How can you reference non-selected columns within across()?


I have a dataframe with integer columns x1, x2, x3, ... and bool columns x1_status, x2_status, x3_status, ...

df = tibble(
    x1 = 1:5,
    x1_status = c(T, T, T, F, F),
    x2 = 6:10,
    x2_status = c(F, T, T, T, F),
    x3 = 11:15,
    x3_status = c(F, F, T, T, T)
)

How do I calculate the mean of x1, x2, x3, ... at the values where x1_status is True, x2_status is True, x3_status is True, and so on, respectively? I'd like to use across() within summarize() so I don't have to list each x column individually.

That is, I'm hoping to get a dataframe with columns mean_x1 = 2, mean_x2 = 8, and mean_x3 = 14.

I was thinking of something like

df |>
    summarize(
        across(
            !matches("_"),
            \(value_col) {
                status_col = str_c(cur_column(), "_status")
                mean(value_col[.data[[status_col]]])
            },
            .names = "mean_{col}"
        )
    )

but that doesn't work.
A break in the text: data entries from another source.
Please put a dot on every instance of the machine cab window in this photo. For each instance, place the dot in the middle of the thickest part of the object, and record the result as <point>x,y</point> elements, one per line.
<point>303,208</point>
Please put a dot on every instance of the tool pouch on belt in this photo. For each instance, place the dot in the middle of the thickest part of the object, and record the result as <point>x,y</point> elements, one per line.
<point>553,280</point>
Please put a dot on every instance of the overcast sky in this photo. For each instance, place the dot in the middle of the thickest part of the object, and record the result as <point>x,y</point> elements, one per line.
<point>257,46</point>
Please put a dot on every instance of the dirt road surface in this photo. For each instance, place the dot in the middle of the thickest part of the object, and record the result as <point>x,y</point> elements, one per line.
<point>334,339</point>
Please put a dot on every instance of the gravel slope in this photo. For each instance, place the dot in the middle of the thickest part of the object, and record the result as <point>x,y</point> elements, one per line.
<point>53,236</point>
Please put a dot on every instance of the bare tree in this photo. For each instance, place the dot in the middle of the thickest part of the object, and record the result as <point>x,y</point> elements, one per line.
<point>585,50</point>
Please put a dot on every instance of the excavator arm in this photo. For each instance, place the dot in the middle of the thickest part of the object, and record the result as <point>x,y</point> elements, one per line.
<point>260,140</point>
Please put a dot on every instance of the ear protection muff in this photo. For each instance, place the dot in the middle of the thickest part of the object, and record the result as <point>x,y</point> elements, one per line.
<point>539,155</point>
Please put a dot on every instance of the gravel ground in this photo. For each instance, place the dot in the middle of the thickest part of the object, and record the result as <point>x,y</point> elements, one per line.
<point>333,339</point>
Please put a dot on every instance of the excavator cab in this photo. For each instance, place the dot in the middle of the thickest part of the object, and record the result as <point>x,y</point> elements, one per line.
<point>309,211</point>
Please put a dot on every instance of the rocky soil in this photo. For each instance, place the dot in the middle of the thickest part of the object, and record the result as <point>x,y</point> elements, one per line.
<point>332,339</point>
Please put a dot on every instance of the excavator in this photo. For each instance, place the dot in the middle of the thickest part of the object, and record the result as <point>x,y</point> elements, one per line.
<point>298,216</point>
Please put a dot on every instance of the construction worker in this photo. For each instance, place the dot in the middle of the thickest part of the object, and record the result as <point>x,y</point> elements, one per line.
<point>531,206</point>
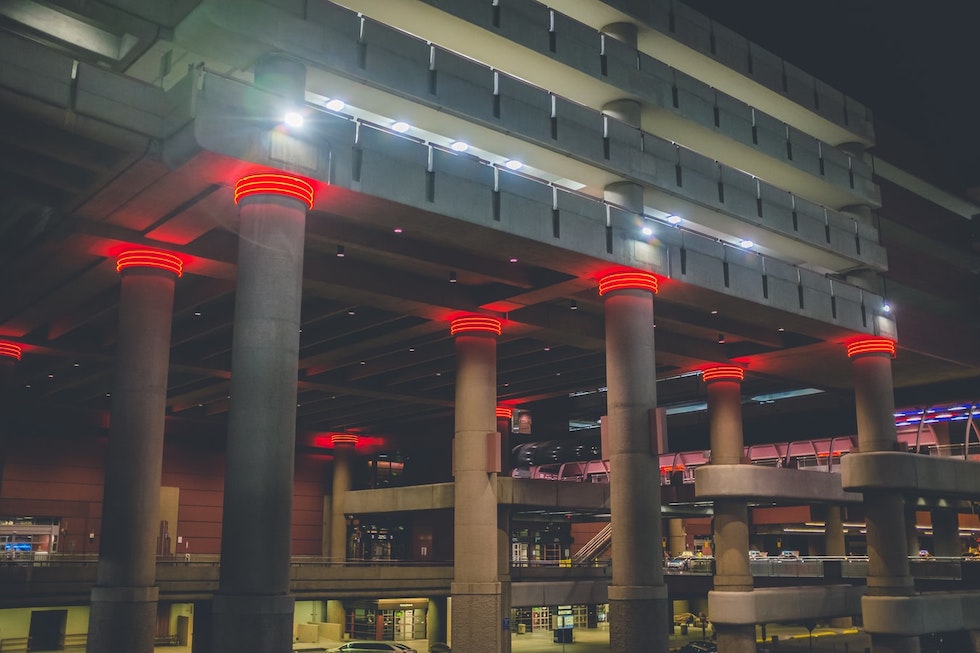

I'd also like to avoid using df[[status_col]], so I can include this in a pipeline that might create the x1, x2, x3, ... columns without having to assign df in the interim.


Solution

  • Using pivot_longer() might be more intuitive:

    library(tidyverse)
    
    df = tibble(
      x1 = 1:5,
      x1_status = c(T, T, T, F, F),
      x2 = 6:10,
      x2_status = c(F, T, T, T, F),
      x3 = 11:15,
      x3_status = c(F, F, T, T, T)
    )
    
    # Pivot to longer dataset
    df_long <- df %>%
      rename_with(
        ~ paste0(., "_value"),
        c(x1, x2, x3)
      ) %>%
      pivot_longer(
        cols = everything(),
        names_sep = "_",
        names_to = c("name", ".value")
      )
    
    # Summarize
    long_summary <- df_long %>%
      filter(status) %>%
      group_by(name) %>%
      summarize(value = mean(value))
    
    # Pivot to wide summary
    wide_summary <- long_summary %>%
      pivot_wider(
        names_from = "name",
        values_from = "value",
        names_prefix = "mean_"
      )
    
    print(wide_summary)